En ese tiempo, la gente común vivía en la pobreza, muchos jóvenes se casaban usando ropa vieja o ropa prestada sin parches.
Después de la certificación de los ancianos, se mudaban juntos con un rollo de ropa de cama, lo cual se consideraba un matrimonio.
No había precio de la novia ni dote.
A lo más, recibían algunos enseres diarios dados por parientes y amigos.
De hecho, había un precio de la novia, muchas familias usaban grano como precio de la novia, y cien jin de grano grueso podían concretar un matrimonio.
Lu Jiang era un hombre militar y no le faltaba dinero.
Feng Qingxue recibió muchos regalos de boda enviados por otros.
Sus tíos y tías fueron generosos, así que todos en la familia Feng querían casar a su hija con estilo y trabajaron duro para ayudar.
El matrimonio es el momento más importante en la vida de uno, y Feng Qingxue le dio gran importancia.
Ella hizo otro viaje a la ciudad y compró un par de zapatos de cuero azul begonia para ella y un zapato de cuero trillizo para Lu Jiang.
También compró dos pañuelos de algodón, uno rojo y uno azul, y una bufanda de gasa roja.
Los hilos de oro y plata en la bufanda de gasa estaban entrelazados, haciéndola ver muy elegante.
Cuando se encontró con la Señora Xu, y la Señora Xu vio las cosas que Feng Qingxue llevaba, supo que se iba a casar.
No pudo evitar quejarse:
—Mira, niña, no hemos tenido noticias de ti en meses.
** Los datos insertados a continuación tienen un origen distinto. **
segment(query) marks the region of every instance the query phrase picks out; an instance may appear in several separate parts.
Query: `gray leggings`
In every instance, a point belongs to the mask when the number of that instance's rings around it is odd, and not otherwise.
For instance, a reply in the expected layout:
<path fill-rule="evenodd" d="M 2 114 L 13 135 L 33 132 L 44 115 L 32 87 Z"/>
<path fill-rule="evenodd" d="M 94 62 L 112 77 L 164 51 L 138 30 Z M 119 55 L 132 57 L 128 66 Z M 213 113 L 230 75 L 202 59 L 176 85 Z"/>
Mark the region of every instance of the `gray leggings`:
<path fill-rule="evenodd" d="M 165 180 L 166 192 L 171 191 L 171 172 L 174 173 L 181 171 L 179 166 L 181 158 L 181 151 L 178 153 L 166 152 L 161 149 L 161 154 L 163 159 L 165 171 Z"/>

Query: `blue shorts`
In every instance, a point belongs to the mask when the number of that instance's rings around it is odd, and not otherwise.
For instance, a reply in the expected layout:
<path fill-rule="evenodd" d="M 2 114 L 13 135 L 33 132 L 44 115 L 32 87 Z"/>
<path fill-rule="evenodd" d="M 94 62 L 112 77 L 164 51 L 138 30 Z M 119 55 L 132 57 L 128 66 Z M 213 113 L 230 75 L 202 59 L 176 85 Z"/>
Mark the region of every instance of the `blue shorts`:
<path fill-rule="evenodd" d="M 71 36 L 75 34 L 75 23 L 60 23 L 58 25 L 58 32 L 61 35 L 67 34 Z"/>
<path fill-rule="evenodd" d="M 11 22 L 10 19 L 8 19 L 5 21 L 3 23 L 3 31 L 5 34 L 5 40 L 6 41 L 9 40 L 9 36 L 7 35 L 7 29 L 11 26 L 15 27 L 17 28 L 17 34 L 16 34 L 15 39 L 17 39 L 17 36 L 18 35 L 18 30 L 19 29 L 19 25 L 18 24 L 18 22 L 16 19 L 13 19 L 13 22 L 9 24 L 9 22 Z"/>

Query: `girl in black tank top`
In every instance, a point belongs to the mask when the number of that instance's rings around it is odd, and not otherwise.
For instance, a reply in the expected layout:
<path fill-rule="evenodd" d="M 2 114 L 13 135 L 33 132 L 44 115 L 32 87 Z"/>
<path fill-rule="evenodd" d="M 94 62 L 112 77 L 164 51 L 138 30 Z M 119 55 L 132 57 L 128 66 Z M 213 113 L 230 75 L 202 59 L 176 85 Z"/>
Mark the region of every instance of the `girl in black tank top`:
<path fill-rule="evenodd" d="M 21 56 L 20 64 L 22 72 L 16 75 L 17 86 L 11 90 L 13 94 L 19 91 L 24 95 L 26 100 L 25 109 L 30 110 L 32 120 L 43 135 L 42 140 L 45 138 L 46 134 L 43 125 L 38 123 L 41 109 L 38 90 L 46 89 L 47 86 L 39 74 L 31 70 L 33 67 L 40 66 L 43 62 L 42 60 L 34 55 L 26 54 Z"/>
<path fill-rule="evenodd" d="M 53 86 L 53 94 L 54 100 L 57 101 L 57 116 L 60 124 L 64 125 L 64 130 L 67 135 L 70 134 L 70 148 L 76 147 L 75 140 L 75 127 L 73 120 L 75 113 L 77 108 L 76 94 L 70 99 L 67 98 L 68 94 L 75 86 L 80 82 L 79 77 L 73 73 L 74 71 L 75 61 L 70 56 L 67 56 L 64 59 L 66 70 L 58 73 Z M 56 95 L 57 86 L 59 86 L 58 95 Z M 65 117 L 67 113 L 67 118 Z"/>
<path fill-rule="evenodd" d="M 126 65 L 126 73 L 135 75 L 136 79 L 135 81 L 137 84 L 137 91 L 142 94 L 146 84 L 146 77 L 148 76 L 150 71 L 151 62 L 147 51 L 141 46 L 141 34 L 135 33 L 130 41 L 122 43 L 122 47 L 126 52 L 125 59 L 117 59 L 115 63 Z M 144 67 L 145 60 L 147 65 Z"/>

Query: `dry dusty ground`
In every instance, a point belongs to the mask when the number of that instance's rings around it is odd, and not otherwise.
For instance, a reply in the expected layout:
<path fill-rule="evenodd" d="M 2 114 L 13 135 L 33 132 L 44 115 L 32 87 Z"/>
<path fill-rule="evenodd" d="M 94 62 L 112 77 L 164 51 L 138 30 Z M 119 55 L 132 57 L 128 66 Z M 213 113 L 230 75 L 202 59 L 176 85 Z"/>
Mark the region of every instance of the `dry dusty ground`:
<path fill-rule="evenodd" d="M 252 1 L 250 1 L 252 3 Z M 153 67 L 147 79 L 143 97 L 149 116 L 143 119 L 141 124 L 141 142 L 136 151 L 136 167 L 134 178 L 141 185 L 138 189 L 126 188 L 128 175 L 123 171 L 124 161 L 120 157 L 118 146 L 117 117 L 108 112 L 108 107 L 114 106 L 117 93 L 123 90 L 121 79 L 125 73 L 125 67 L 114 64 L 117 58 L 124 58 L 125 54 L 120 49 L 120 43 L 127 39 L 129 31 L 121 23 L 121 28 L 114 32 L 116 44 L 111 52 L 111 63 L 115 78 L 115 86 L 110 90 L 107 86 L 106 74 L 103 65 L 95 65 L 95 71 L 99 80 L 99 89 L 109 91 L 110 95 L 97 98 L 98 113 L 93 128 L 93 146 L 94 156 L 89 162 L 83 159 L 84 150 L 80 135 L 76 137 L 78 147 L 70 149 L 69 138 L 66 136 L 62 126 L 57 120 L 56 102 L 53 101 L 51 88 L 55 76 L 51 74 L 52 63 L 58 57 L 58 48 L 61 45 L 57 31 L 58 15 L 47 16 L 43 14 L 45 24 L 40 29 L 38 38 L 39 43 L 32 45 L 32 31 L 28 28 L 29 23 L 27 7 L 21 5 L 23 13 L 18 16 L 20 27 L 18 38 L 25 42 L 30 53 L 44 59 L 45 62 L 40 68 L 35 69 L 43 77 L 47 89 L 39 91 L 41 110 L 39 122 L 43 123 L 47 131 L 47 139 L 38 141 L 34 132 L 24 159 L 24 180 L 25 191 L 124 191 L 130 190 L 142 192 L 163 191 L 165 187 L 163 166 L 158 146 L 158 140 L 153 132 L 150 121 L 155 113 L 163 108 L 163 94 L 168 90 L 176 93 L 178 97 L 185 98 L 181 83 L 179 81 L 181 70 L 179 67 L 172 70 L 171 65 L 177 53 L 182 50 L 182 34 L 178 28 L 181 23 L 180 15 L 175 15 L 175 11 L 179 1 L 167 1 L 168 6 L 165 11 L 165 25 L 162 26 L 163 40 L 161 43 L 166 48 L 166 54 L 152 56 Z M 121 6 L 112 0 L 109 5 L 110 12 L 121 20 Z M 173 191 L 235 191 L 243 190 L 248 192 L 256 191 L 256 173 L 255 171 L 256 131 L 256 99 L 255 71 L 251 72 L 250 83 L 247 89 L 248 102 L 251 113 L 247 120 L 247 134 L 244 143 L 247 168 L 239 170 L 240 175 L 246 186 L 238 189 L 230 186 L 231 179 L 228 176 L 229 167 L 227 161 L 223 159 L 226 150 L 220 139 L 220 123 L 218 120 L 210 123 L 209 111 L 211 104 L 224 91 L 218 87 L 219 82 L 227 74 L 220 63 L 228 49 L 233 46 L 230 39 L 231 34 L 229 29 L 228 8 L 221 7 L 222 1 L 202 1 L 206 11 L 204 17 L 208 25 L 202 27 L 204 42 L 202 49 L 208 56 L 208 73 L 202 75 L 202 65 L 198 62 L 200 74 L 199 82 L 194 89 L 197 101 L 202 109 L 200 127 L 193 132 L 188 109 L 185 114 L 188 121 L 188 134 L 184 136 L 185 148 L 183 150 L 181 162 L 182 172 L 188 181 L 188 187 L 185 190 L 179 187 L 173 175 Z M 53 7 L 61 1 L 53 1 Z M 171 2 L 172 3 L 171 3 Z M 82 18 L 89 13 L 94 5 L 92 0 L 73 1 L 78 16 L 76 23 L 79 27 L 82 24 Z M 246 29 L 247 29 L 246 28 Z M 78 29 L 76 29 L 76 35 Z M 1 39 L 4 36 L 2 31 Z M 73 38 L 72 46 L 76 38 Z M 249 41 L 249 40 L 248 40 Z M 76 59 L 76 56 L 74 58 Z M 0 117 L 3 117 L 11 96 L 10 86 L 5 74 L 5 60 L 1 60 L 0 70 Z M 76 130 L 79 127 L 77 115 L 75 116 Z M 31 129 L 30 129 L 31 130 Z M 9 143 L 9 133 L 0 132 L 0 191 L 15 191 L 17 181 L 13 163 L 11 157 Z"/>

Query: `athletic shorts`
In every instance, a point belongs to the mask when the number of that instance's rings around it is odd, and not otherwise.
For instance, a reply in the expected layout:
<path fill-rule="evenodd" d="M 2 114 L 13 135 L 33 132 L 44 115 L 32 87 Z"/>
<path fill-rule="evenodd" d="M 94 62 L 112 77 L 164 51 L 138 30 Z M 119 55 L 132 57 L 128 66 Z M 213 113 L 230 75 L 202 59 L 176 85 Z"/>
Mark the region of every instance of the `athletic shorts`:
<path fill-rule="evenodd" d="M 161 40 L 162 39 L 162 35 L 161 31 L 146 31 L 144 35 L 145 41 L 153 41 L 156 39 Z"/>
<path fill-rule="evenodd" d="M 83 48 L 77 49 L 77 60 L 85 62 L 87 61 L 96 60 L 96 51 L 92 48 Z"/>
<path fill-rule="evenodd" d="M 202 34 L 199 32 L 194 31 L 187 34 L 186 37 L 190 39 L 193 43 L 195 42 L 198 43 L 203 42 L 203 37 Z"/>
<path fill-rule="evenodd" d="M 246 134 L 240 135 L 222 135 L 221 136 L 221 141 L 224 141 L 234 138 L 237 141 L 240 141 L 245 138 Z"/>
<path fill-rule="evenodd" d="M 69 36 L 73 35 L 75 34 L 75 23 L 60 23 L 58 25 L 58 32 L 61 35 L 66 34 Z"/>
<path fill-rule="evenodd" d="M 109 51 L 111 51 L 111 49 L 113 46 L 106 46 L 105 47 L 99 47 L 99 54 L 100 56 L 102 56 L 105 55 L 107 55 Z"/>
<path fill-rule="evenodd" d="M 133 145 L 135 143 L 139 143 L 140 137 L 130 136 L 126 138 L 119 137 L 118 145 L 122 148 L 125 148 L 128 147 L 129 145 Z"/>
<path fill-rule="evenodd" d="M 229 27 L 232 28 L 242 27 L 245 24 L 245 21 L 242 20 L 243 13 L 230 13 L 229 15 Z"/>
Te vas a casar y ni siquiera nos lo dijiste.
Aunque tu abuelo y yo no podemos asistir a tu boda, te debemos tanto que deberíamos contribuir a tu dote.
Después de decir esto, le dijo a Feng Qingxue que la esperara en un lugar tranquilo y salió corriendo.
Media hora más tarde, la Señora Xu volvió y le entregó secretamente un pequeño paquete de tela:
—Después de casarte, vive una buena vida.
El ocupado periodo de la agricultura acaba de pasar, y el suministro de comida es abundante, ¡así que no tienes que preocuparte por nosotros!